A High Capacity and Working Voltage Potassium-Based Dual Ion Batteries

Abstract

Potassium-based dual ion batteries (KDIBs) have attracted significant attention owing to high working voltage, high safety, low processing cost, and environmental friendliness. Nevertheless, one great challenge for practical KDIBs is to develop suitable anode materials with high specific capacity. Herein, we report an architecture of hierarchically porous antimony nanoparticles/carbon nanofibers (HPSbCNFs) as flexible, free-standing anode for high-performance KDIBs.

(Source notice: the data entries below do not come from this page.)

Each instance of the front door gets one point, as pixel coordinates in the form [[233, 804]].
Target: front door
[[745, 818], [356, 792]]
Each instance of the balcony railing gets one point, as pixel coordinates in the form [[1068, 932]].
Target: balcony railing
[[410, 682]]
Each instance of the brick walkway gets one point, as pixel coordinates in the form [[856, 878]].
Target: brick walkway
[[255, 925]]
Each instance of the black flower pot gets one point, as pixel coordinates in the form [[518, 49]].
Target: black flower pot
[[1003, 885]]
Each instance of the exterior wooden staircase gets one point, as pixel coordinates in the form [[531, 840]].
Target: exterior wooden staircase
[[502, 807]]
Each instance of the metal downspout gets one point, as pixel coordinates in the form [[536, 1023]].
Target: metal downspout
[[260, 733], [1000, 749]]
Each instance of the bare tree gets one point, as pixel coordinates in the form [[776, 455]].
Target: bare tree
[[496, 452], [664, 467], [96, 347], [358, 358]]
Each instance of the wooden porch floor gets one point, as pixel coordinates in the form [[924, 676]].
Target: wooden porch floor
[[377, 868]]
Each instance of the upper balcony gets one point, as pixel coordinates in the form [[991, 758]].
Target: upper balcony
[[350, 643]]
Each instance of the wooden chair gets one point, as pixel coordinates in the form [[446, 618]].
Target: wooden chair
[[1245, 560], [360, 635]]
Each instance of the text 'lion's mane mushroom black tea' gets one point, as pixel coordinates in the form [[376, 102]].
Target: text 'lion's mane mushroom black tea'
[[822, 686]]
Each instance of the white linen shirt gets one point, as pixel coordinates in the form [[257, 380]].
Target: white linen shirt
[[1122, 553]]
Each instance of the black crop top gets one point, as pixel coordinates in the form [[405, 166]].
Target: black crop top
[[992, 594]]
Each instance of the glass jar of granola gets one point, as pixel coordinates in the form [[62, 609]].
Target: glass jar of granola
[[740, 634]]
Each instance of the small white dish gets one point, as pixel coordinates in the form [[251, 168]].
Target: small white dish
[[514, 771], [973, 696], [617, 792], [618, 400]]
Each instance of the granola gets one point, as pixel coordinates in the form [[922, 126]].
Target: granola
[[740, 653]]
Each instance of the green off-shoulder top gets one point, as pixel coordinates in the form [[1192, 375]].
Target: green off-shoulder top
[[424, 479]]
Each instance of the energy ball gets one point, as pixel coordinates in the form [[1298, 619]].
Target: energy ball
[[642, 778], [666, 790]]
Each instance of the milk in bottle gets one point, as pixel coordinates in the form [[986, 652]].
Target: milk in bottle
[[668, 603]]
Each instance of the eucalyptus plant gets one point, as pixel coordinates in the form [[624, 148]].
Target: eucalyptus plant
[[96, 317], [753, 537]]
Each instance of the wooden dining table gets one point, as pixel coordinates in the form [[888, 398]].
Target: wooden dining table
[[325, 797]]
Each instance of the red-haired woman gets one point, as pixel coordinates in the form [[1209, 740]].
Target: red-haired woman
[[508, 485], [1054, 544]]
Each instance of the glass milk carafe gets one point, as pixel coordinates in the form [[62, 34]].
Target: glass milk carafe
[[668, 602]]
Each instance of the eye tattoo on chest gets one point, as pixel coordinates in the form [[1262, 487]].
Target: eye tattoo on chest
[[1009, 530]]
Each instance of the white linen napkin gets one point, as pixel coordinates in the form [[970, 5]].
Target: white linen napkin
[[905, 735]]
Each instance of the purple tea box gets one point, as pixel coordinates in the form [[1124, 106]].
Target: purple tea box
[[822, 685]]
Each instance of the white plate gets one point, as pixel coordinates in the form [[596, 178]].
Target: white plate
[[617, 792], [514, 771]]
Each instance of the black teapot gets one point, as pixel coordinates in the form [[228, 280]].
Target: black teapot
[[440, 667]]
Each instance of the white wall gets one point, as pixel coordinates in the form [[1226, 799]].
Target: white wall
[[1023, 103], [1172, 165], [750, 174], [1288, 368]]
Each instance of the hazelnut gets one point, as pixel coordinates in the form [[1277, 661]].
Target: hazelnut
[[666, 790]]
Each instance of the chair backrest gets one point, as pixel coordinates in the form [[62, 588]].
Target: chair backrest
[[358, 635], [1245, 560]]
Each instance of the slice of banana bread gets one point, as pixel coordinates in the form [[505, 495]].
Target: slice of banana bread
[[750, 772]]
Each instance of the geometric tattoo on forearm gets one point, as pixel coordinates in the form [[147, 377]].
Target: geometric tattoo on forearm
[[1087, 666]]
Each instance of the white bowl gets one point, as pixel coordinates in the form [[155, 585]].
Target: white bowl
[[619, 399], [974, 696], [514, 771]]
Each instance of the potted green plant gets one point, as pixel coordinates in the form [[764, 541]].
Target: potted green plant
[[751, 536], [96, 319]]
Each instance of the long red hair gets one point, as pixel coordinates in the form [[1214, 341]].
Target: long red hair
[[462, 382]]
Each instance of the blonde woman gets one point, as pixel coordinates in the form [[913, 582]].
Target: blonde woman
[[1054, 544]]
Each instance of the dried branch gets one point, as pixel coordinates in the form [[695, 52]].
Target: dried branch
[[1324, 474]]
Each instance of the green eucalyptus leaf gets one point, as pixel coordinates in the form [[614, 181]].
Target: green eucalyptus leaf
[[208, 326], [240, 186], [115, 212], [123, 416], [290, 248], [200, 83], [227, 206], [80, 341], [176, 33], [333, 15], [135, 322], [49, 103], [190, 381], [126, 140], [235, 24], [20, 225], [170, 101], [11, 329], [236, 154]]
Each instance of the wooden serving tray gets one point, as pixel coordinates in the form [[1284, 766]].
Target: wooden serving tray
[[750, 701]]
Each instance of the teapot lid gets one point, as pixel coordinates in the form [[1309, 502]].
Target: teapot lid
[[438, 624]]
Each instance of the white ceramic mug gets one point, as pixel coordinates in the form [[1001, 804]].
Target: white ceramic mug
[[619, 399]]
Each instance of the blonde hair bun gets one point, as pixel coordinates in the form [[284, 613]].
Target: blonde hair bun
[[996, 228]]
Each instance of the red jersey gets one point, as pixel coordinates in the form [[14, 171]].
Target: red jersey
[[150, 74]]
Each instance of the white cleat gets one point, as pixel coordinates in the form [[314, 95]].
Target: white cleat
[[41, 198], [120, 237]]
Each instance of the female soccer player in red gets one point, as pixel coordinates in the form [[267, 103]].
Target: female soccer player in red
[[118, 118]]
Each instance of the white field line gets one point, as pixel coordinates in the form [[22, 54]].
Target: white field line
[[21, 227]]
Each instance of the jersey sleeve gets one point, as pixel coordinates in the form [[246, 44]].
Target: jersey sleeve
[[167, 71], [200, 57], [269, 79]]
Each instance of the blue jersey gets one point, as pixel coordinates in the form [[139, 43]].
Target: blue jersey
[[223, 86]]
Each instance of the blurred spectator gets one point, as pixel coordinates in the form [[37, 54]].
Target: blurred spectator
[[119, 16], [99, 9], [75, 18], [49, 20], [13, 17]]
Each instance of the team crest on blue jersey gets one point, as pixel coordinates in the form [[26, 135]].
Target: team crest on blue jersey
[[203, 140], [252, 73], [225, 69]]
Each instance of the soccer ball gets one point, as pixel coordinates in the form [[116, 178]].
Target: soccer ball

The HPSbCNFs with hierarchically porous structure, and high-content nitrogen doping, not only offer sufficient free space to tolerate the repetitive volume expansion of Sb nanoparticles during long-term cycling, but also greatly facilitate the transport of electrons and ions within electrode, ensuring high material utilization ratio. Thus, the KDIBs, constituted by HPSbCNFs-700 (calcined at 700 °C) anode and graphite cathode, exhibited a high reversible capacity of 440 mAh g−1 with high discharge medium voltage of 4.5 V at a specific current of 200 mA g−1 (the highest capacity for all KDIBs normalized by the mass of the anode), and excellent cyclic life. Outstanding electrochemical reversibility of the KDIBs was further demonstrated by ex situ XRD, ex situ Raman spectrum, and HRTEM. These results suggest the as-designed HPSbCNFs-700 with high-capacity and long-term cycling stability is a promising anode material for high-performance KDIBs.